Since President George W. Bush's November 2 reelection, several conservative columnists have accused “big media” of liberal bias, claiming that news outlets actively campaigned against Bush throughout the pre-election period. Nationally syndicated columnist Thomas Sowell, Weekly Standard staff writer Stephen F. Hayes, Wall Street Journal contributing editor Peggy Noonan, and conservative columnist and author Mona Charen have all chastised media outlets for providing election coverage that favored Senator John Kerry -- but their criticism is at odds with substantial evidence showing a conservative bias in election coverage.
Throughout the presidential campaign, Media Matters for America documented countless examples of media coverage -- in both conservative and “mainstream” outlets -- that benefited Bush and/or hurt Kerry, including:
- MMFA's recent examples of anti-Kerry campaign coverage: "Top Ten Reasons why Media Mattered in the 2004 Presidential Race"
- MMFA's analysis of how flawed coverage affected the election: "Top Ten media failings in 2004"
In his November 7 “Commentary” column in The Washington Times, Sowell wrote:
The election demonstrates mainstream media have lost their power to control what the public will and will not know. Without alternative media like talk radio, Fox News and the Internet, the public would have heard only pro-Kerry spin disguised as news.
In the November 15 edition of The Weekly Standard, Hayes criticized the media for conducting “fact checks,” apparently arguing that checking the veracity of candidates' statements is a bad practice:
For some 16 months, then, journalists at the New York Times and the Washington Post and the television networks saw themselves not as conveyors of facts but as truth-squadders, toiling away on the gray margins of political debate to elucidate the many misstatements, exaggerations, and outright lies of the Bush administration and its campaign affiliates. Sometimes these “fact-check” pieces were labeled “news analysis.” More often, they were splashed on the front page as straight news or presented on the evening news.

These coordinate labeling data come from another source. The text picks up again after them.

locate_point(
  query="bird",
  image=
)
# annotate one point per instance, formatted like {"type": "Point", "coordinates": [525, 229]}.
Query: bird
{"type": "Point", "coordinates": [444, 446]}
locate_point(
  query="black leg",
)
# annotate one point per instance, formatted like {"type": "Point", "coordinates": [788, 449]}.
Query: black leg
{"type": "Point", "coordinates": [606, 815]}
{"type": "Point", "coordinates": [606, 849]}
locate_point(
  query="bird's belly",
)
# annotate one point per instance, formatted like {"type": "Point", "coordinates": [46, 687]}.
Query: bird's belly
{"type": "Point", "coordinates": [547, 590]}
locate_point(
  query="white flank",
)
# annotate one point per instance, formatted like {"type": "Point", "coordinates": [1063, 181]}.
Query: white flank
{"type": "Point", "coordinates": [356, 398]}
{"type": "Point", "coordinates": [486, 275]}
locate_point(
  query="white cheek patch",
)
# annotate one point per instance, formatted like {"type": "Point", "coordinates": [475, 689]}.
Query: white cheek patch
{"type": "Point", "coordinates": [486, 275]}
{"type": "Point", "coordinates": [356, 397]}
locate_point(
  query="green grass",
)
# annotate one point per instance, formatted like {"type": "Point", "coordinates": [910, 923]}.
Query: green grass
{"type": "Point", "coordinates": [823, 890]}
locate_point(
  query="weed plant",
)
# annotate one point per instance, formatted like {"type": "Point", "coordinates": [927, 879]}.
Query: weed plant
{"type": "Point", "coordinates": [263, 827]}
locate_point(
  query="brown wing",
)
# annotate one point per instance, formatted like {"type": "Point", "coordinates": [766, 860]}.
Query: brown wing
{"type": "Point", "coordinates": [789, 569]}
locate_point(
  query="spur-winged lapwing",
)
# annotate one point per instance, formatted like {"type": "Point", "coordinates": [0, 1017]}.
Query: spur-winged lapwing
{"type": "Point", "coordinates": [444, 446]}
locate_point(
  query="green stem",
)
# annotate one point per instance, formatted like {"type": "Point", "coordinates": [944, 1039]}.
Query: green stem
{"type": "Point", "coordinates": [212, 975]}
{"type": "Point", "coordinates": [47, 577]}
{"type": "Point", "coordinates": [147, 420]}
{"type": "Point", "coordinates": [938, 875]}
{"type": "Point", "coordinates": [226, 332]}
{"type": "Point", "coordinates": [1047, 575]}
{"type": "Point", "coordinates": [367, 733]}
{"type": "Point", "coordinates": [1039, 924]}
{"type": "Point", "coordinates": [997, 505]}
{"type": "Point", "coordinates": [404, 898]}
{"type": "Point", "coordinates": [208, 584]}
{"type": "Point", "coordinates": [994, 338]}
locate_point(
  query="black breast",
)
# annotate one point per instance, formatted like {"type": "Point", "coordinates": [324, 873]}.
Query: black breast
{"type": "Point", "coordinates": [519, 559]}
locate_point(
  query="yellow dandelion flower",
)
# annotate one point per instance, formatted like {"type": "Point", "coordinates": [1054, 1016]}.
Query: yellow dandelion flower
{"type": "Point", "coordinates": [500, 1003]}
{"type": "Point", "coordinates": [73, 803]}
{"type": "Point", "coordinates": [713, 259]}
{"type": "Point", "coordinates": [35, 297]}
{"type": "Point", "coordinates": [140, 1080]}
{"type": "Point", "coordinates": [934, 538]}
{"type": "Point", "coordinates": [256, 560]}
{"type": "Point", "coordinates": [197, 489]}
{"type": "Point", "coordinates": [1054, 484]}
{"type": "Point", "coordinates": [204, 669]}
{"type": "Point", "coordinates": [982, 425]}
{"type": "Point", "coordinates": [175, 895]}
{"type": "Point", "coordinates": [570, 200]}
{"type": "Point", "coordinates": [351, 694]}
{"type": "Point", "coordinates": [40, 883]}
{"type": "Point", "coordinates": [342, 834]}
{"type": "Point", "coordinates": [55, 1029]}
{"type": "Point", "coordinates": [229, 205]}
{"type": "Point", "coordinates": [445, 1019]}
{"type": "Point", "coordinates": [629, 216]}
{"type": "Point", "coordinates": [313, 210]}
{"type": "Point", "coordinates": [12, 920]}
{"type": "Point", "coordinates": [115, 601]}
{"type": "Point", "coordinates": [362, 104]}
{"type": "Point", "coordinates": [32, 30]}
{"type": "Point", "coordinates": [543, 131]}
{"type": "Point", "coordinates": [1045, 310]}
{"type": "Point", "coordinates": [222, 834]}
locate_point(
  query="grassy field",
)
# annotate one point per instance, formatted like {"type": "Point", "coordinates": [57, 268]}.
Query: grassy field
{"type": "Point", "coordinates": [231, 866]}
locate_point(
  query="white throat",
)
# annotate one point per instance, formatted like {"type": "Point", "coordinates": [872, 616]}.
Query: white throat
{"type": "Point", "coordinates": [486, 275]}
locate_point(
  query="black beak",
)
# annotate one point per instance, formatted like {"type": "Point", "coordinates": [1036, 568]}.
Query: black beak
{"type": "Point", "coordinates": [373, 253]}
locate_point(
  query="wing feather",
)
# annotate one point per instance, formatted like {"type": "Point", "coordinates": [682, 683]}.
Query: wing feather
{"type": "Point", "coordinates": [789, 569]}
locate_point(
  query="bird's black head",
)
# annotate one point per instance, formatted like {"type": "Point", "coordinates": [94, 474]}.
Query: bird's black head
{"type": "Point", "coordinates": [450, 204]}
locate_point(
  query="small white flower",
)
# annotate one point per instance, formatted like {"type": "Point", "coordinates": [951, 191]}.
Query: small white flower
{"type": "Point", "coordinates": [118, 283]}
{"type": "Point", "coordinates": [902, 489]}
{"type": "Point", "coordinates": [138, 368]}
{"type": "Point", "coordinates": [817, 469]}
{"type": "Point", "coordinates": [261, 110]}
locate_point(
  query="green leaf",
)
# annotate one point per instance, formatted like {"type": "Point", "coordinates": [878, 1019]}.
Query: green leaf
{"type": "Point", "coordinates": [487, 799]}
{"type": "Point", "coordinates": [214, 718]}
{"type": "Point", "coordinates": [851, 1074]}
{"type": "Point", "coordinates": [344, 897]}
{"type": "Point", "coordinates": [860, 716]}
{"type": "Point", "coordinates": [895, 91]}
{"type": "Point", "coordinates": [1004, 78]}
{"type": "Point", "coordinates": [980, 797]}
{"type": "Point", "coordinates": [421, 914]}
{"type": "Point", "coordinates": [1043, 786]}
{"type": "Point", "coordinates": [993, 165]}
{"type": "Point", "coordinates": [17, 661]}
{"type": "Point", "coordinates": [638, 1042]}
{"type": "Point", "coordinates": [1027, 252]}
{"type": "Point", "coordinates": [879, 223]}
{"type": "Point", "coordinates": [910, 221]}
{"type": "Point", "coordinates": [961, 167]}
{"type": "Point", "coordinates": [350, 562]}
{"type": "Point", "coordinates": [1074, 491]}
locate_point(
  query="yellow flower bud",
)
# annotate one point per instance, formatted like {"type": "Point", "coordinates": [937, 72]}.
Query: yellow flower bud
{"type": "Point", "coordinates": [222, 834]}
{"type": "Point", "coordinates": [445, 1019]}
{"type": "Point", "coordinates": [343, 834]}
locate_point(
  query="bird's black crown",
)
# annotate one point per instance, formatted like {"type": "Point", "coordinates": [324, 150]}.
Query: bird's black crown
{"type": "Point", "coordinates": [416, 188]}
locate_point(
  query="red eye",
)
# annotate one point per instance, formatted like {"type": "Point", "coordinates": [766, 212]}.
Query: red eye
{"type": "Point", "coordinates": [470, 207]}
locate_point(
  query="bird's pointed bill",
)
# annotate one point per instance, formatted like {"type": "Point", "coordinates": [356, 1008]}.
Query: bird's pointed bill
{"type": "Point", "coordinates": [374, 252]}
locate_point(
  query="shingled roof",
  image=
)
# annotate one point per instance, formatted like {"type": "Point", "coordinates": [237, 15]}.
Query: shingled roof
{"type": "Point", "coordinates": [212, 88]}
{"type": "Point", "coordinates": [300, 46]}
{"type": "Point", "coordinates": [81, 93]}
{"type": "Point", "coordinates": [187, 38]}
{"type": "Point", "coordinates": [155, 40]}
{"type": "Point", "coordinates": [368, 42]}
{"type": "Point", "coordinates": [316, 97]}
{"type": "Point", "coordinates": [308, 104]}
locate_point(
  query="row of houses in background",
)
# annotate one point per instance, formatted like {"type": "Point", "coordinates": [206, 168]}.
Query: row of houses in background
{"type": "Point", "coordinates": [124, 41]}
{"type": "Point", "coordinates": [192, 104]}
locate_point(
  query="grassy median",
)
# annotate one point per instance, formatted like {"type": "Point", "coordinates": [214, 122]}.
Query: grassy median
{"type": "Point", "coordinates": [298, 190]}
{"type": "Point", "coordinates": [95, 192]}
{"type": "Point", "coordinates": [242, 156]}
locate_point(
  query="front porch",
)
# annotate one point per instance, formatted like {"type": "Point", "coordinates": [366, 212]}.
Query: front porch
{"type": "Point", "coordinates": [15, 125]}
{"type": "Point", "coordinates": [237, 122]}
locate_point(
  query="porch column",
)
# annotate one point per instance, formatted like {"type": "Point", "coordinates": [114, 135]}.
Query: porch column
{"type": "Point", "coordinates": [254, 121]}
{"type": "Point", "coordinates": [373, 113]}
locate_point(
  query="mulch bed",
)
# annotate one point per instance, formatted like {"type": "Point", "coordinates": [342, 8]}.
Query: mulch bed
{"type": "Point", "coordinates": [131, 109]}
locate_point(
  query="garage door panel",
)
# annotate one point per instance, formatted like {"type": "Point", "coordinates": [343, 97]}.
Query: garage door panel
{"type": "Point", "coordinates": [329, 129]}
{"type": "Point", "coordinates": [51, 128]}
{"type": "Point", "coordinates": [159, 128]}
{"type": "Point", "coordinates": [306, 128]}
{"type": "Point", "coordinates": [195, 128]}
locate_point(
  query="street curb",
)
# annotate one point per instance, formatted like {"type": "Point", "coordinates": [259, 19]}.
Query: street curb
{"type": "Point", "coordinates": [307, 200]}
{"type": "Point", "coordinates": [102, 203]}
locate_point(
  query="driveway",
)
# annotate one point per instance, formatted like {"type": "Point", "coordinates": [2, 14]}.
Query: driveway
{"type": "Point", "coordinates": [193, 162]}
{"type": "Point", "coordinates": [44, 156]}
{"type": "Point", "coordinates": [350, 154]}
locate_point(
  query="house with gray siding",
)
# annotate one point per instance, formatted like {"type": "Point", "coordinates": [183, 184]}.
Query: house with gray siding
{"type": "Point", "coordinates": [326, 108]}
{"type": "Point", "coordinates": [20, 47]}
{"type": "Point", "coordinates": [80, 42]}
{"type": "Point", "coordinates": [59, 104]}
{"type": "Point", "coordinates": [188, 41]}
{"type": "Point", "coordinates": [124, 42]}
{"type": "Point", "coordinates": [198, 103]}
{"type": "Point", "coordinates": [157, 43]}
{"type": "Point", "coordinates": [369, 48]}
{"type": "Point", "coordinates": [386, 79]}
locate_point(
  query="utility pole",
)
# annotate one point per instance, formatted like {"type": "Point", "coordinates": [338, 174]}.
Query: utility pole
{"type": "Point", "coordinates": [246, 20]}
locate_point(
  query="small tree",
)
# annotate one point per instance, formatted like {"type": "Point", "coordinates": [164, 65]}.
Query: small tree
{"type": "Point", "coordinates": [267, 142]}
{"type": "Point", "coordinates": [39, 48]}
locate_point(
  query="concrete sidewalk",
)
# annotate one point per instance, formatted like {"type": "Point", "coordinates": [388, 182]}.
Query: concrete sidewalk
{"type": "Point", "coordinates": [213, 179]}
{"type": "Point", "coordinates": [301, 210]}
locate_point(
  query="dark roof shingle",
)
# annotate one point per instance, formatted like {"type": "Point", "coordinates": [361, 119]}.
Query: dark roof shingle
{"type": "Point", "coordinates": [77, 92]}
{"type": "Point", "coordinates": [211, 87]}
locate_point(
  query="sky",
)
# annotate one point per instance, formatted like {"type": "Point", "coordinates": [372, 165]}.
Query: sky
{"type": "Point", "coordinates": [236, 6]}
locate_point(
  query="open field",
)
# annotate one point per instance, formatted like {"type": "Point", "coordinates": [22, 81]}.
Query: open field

The nonpartisan Columbia Journalism Review's Campaign Desk website, however, has frequently noted its belief that such fact checks aren't common enough.
In her November 5 nationally syndicated column, Charen wrote:
[Philanthropist] George Soros, [author and documentarian] Michael Moore, [advocacy group] moveon.org, [actress] Whoopi Goldberg, [actor] Ben Affleck and a few other plutocrats spent a reported $200 million attempting to defeat George W. Bush. They had the energetic assistance of The New York Times, ABC, NBC, NPR, CNN and particularly CBS. They retain (for how much longer is open to question) the power to shape the national debate.
In a November 4 Wall Street Journal opinion editorial piece, Noonan wrote:
But I do think the biggest loser was the mainstream media, the famous MSM, the initials that became popular in this election cycle. Every time the big networks and big broadsheet national newspapers tried to pull off a bit of pro-liberal mischief--CBS and the fabricated Bush National Guard documents, the New York Times and bombgate, CBS's “60 Minutes” attempting to coordinate the breaking of bombgate on the Sunday before the election--the yeomen of the blogosphere and AM radio and the Internet took them down.
MMFA previously noted Noonan's attempt to deny the truth of an October 25 New York Times report that hundreds of tons of high-powered explosives went missing in Iraq after the U.S. invasion in 2003. Numerous reports set out clear evidence that large quantities of the high-grade explosives HMX and RDX were present at the Al Qaqaa military installation when American troops arrived at the site in early April 2003 and were looted shortly thereafter.